Für die Beschäftigten an Universitätskliniken, darunter die in Jena oder Rostock, soll ab dem 1. Januar 2027 die Arbeitszeit in drei Schritten von 40 Stunden auf 38,5 Stunden pro Woche sinken. Laut Wolf wurden beim erweiterten Kündigungsschutz ebenfalls Unterschiede zwischen Ost und West abgeschafft. Diese Angleichung sei ihr 36 Jahre nach der Wiedervereinigung besonders wichtig, so Wolf. Am Universitätsklinikum Jena waren die Beschäftigten während der Tarifverhandlungen mehrfach in Warnstreiks getreten. 

Kosten für Landeskasse verkraftbar 

Thüringen kostet der Tarifabschluss nach Angaben des Finanzministeriums in diesem Jahr rund 35 Millionen Euro an Mehrausgaben für Personal. 2027 seien es rund 71 Millionen Euro mehr und 2028 rund 95,5 Millionen Euro. Wolf: "Ein vernünftiges Ergebnis, das durch den Thüringer Landeshaushalt abgedeckt werden kann."

Die Finanzpolitikerin der SPD-Landtagsfraktion, Janine Merz, verlangte, die Tariferhöhung für die Angestellten im öffentlichen Dienst "zügig und vollständig auf die Beamtinnen und Beamten in Thüringen zu übertragen". Dabei gehe es vor allem um Lehrkräfte und Polizei. Einer Übertragung auf die Beamten muss der Landtag zustimmen. In der Vergangenheit erfolgte sie oft zeitlich versetzt.

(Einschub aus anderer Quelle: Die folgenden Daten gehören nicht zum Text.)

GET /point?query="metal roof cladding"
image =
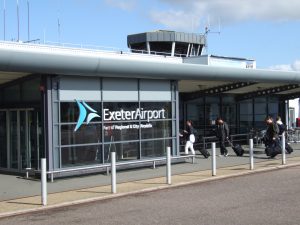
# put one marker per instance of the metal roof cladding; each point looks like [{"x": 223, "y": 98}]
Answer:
[{"x": 34, "y": 58}]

Nach Ansicht von Wolf ist es wichtig für die Personalgewinnung, dass auch die Entgelte für Auszubildende und dual Studierende steigen. Vereinbart seien ab 1. März 60 Euro mehr, ein Jahr später weitere 60 Euro mehr. Zum 1. Januar 2028 würden weitere 30 Euro folgen. 

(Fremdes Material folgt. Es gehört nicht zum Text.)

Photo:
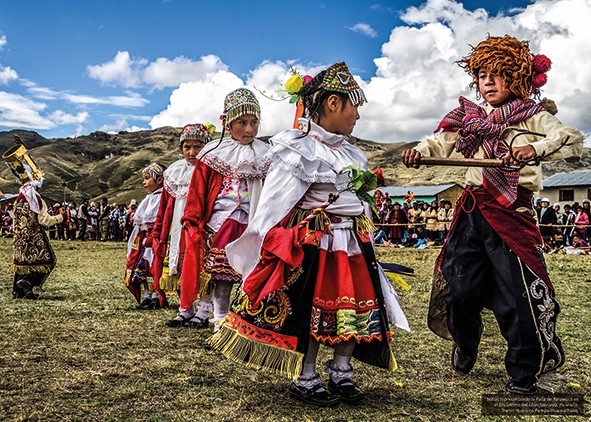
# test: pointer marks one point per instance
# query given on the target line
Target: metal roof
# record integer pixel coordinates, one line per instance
(433, 190)
(575, 178)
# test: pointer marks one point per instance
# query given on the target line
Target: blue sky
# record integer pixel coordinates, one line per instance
(73, 67)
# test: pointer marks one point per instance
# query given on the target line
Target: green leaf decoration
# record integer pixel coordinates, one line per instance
(362, 181)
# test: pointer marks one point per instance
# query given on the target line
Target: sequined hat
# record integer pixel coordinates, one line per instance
(21, 164)
(240, 102)
(155, 170)
(201, 132)
(338, 78)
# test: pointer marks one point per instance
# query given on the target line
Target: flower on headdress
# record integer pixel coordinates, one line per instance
(541, 63)
(539, 80)
(210, 128)
(294, 84)
(292, 87)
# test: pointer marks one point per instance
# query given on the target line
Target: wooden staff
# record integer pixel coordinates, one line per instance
(461, 162)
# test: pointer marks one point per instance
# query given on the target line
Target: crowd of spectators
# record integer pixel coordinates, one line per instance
(85, 221)
(566, 227)
(411, 223)
(408, 224)
(420, 224)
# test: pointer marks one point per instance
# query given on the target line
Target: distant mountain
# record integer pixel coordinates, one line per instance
(109, 165)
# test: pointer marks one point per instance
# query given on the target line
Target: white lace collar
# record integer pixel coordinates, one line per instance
(177, 178)
(233, 159)
(331, 140)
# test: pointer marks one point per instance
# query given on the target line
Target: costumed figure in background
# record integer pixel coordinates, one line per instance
(224, 191)
(33, 256)
(309, 269)
(138, 275)
(492, 256)
(166, 240)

Lange Laufzeit von 27 Monaten 

Die Zulage für Schichtdienste steigt nach Angaben der Tarifparteien auf monatlich 100 Euro. Die Wechselschichtzulage erhöht sich auf 200 Euro im Monat, in Krankenhäusern auf 250 Euro.

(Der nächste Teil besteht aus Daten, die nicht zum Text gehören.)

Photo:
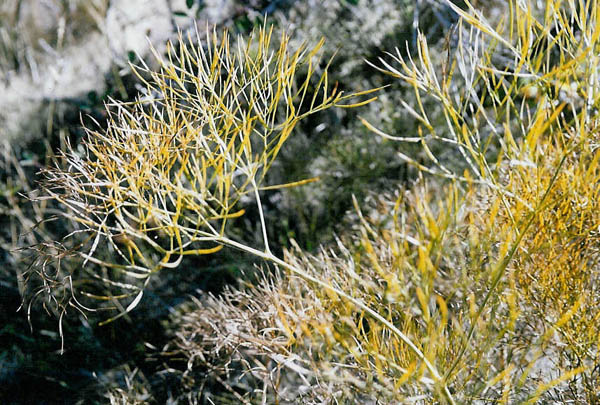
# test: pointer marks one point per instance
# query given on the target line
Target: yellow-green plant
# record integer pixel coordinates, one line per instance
(169, 172)
(490, 280)
(520, 103)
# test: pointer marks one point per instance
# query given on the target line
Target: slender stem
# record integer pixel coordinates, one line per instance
(359, 304)
(262, 217)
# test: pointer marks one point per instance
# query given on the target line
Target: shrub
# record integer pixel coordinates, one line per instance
(476, 285)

Auf den Abschluss einigten sich die Gewerkschaften Verdi und der Beamtenbund dbb mit der Tarifgemeinschaft deutscher Länder (TdL) nach tagelangen Verhandlungen in Potsdam. Der neue Tarifvertrag soll 27 Monate laufen, bis zum 31. Januar 2028. Verdi-Verhandlungsführer Frank Werneke nannte die Verhandlungen mit den Ländern "so schwierig wie lange nicht mehr".